L’existentialisme est-il un humanisme est texte philosophique écrit par Jean Paul Sartre (philosophe et écrivain français du 20 ème siècle) publié en 1946 et considéré comme l'exposé de sa conception philosophique, l'existentialisme. Ce texte polémique a entraîné tant de malentendus que Sartre a finis par le désavouer plus ou moins. Au point de départ, c'est le texte d'une conférence donnée le 29 octobre 1945 à Paris. Le but en est de défendre l'existentialisme contre les critiques d'une part des communistes, pour qui Sartres constitue une philosophie subjectiviste et \"bourgeoise\", d'autre part des chrétiens, qui, outre son athéisme, reprochent à Sartre sa vision pessimiste de l'existence. Contre ses adversaires, Sartre soutient que l'existentialisme est un humanisme \"puisque le destin de l'homme est en lui-même». Selon Sartre, la liberté de l'Homme est telle dans son propre devenir que nul ne peut prédire même très grossièrement quel tour l'Histoire prendra demain s’opposant ainsi à La notion de « sens de l’histoire » chère à Hegel. Cela le conduit à rejeter par ailleurs l'optimisme des marxistes sur les « lendemains qui chantent ».

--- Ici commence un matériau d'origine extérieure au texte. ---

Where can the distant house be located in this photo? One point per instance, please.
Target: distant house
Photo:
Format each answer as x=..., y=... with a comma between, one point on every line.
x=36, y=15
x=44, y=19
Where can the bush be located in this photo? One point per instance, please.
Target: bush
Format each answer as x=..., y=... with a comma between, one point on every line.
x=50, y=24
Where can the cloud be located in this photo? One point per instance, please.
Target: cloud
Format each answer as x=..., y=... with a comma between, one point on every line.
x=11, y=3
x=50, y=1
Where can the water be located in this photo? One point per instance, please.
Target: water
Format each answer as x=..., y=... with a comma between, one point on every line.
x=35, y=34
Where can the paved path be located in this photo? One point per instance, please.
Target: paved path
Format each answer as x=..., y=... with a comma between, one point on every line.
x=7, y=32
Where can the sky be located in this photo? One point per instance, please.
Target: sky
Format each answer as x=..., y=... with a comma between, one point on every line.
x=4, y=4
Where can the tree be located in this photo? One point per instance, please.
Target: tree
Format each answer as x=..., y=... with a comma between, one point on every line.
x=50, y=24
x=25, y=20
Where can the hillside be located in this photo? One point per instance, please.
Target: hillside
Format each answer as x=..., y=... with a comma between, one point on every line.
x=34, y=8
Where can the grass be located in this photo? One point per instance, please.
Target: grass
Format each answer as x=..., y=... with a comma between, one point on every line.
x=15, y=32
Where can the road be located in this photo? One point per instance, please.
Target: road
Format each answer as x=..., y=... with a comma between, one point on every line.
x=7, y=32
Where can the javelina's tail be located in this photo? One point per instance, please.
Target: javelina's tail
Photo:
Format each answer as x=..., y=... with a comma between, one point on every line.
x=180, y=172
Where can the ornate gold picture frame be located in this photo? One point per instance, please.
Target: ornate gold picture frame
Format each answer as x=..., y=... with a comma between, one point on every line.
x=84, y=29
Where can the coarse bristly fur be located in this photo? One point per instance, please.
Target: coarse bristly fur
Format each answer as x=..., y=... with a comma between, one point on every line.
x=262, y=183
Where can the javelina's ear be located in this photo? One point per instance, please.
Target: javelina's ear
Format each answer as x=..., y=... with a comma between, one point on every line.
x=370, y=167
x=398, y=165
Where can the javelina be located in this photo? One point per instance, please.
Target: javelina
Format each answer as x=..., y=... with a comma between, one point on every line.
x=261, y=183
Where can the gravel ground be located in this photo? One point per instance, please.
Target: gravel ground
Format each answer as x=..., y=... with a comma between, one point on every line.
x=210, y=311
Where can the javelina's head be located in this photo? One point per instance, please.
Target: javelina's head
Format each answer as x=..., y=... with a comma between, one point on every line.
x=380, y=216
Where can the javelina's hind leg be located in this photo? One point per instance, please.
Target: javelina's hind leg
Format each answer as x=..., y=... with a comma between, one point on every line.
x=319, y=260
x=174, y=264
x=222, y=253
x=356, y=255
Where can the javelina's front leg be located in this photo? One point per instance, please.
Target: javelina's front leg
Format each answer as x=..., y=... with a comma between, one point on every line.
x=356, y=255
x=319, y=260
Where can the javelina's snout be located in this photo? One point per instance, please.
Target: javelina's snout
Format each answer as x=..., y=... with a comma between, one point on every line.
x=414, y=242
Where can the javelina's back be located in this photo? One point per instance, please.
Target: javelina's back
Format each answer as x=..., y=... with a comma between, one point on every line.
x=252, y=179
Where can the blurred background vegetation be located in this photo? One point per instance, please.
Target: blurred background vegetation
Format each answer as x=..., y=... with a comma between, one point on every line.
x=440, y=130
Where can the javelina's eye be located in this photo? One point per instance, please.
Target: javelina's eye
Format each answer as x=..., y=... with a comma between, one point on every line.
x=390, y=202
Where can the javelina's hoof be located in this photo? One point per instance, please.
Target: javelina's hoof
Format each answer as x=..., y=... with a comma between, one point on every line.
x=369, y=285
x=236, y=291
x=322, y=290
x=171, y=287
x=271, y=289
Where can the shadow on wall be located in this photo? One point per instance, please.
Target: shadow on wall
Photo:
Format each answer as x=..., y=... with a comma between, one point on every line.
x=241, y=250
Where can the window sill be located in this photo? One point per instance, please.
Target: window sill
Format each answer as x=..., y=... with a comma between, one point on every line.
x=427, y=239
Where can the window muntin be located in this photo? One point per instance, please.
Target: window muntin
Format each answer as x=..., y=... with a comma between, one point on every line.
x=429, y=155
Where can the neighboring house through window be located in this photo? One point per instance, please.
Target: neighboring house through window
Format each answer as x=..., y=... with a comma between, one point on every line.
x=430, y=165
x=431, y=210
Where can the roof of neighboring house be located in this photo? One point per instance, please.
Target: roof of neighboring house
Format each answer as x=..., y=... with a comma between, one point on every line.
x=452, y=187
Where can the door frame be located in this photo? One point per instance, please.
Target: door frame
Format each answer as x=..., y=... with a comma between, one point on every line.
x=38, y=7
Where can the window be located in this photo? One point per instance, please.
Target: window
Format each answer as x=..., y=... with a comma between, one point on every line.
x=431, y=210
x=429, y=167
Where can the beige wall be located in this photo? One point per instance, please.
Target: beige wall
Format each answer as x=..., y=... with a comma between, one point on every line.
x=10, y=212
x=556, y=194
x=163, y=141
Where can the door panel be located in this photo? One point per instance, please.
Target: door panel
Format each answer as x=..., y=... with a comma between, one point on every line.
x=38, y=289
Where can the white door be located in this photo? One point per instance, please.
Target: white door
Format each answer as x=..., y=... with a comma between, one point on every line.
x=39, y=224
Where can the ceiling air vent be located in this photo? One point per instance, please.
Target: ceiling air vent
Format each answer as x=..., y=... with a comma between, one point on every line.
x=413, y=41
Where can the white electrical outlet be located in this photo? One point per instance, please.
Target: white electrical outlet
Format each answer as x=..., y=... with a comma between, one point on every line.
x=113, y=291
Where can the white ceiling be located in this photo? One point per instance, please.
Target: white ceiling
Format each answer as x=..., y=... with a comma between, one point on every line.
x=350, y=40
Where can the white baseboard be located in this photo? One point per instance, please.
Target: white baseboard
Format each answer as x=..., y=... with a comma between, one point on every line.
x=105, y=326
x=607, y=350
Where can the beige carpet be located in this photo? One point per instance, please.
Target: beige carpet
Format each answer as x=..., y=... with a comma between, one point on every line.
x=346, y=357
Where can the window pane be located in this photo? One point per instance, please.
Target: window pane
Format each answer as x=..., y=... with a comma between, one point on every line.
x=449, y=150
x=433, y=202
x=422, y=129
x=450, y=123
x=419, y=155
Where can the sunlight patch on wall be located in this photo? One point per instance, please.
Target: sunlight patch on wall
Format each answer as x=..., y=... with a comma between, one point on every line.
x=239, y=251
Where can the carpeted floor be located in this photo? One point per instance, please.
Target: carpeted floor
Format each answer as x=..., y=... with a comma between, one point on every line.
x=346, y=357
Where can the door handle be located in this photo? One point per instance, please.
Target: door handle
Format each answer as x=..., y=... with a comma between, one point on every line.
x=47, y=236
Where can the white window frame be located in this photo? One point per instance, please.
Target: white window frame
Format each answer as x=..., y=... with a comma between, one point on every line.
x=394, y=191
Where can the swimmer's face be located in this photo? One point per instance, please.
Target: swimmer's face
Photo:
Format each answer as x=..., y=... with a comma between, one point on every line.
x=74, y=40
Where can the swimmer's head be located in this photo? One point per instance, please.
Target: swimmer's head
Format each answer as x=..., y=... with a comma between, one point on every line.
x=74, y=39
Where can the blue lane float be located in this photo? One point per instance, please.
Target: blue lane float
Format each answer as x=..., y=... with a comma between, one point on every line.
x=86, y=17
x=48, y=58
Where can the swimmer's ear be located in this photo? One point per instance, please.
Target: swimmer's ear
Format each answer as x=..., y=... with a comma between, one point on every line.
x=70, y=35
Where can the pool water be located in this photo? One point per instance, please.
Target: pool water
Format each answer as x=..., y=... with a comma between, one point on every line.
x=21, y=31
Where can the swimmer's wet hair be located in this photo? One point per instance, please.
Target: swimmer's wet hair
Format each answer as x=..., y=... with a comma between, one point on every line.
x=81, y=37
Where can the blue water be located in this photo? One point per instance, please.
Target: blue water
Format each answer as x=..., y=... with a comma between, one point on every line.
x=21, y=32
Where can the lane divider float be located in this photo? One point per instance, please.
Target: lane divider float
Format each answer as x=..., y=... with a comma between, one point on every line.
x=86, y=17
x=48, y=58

La morale kantienne est également critiquée pour son formalisme (.l'adoption de formes abstraites dans le réel) Sartre prend l'exemple d'un jeune homme ayant le choix entre s'occuper de sa mère ou rejoindre les résistants à Londres. Dans les deux cas, la maxime de son action n'est pas morale puisqu'il sacrifie nécessairement une \"fin en soi\" en la réduisant au rang de « moyen » : abandonner sa mère étant le moyen de rallier Londres, abandonner les combattants étant en revanche le moyen de s'occuper de sa mère… La morale de Kant ne donne pas de réponse dans un conflit de devoirs (devoir filial ou devoir civique). En définitive, on choisit toujours seul.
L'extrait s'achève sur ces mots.